In seinem zweiten Stop-Motion-Film Isle of Dogs (2018) wird der Protagonist hingegen zum Ausgestoßenem gemacht: Hund Atari ist nur einer unter tausenden in Japan, die auf eine Müllinsel verbannt werden, und nun sucht er mit anderen den Weg zurück nach Hause. Auch in The Grand Budapest Hotel (2014) sehen sich Monsieur Gustave (Ralph Fiennes) und sein Assistent Zero (Rony Revolori) – ebenfalls eines dieser ambitionierten Kinder in Andersons Œuvre – plötzlich von ihrem gewohnten Umfeld isoliert, als Gustave des Mordes beschuldigt und fortan von der Polizei verfolgt wird.

Liebevolle Nerds

„I don’t think any of us are normal people“, sagte Anderson 2016 in einem Interview mit The Guardian, und darin liegt der rote Faden zwischen seinen Filmen, die sonst in ihren Sujets, Plots und Farbpaletten so divers sind. Anderson erzählt weder von gewöhnlichen Alltagsdingen noch bedient er die klassische Heldenreise; seine Figuren sind Querköpfe, weichen von der Norm ab, die ihr Umfeld angesichts ihres Alters von ihnen erwartet. Und sie pflegen Leidenschaften, denen sie mit unbedingter Passion nachgehen: sei es der perfektionistische Nobelhotelbesitzer Monsieur Gustave, der so clevere Pfadfinder Sam, die jüngste Generation der Tenenbaums, der trotz Misserfolgen weiterhin ambitionierte Tiefseeforscher Steve Zissou oder Max Fischer, der für das Schultheater den Vietnamkrieg und Serpico nachinszeniert. Sie alle sind Nerds.

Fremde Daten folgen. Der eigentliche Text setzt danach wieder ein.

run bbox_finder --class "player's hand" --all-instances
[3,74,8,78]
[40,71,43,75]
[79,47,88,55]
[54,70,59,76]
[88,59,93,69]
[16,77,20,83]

Im Gegensatz jedoch zu anderen Produktionen (man denke etwa an The Big Bang Theory) nutzt Anderson dieses Nerdtum nicht als Gag-Vehikel, gibt seine Figuren nicht der Lächerlichkeit preis, sondern schöpft Profil und Sympathie aus ihren seltsamen Eigentümlichkeiten und Wesenszügen. Vor allem aber: Obwohl sie einen Wandel durchmachen und persönlich wachsen, müssen sie ihre Eigenheit niemals gänzlich ablegen. Im Gegenteil finden viele von ihnen am Ende sogar wahre Erfüllung darin: Steve Zissou entdeckt endlich den Hai, den er so lange suchte, Max Fischers neues Theaterstück begeistert die gesamte Stadt, Pfadfinder Sam findet die neue Familie, nach der er so eifrig suchte und sogar Dignan scheint mit seiner Gefängnisstrafe ganz glücklich zu sein. Was sich verändert hat, sind ihre Beziehungen zu Freunden und Familie. Die sind im Laufe der Handlung gesundet.

Andersons artifizieller Stil, diese auf den ersten Blick erkennbare und von KIs so leicht reproduzierbare Ästhetik ist im Angesicht dessen weit mehr als eine bloße Zurschaustellung der eigenen Kunstfähigkeit, ein reines Spiel mit Farben und Bildkomposition oder gar formalistischer Selbstzweck: So wie der Regisseur und Autor die Eigenwilligkeit seiner Figuren zelebriert, so spiegelt sich dies in der Form wieder. Seine Figuren leben in ihrer eigenen Welt, die unserer zwar ähnelt, in ihrer Positivität und ihrem sozialen Optimismus aber doch ein ganzes Stück utopischer erscheint. Es sind Märchendarbietungen in kleinen Puppenhäusern, die uns eine Welt zeigen, in der Konflikte überwunden werden können, Abweichler eine Heimat finden und Magisches möglich ist. Und überhaupt: Wenn schon die Figuren nicht „normal“ sind, warum sollten es dann die Bildwelten um sie herum sein?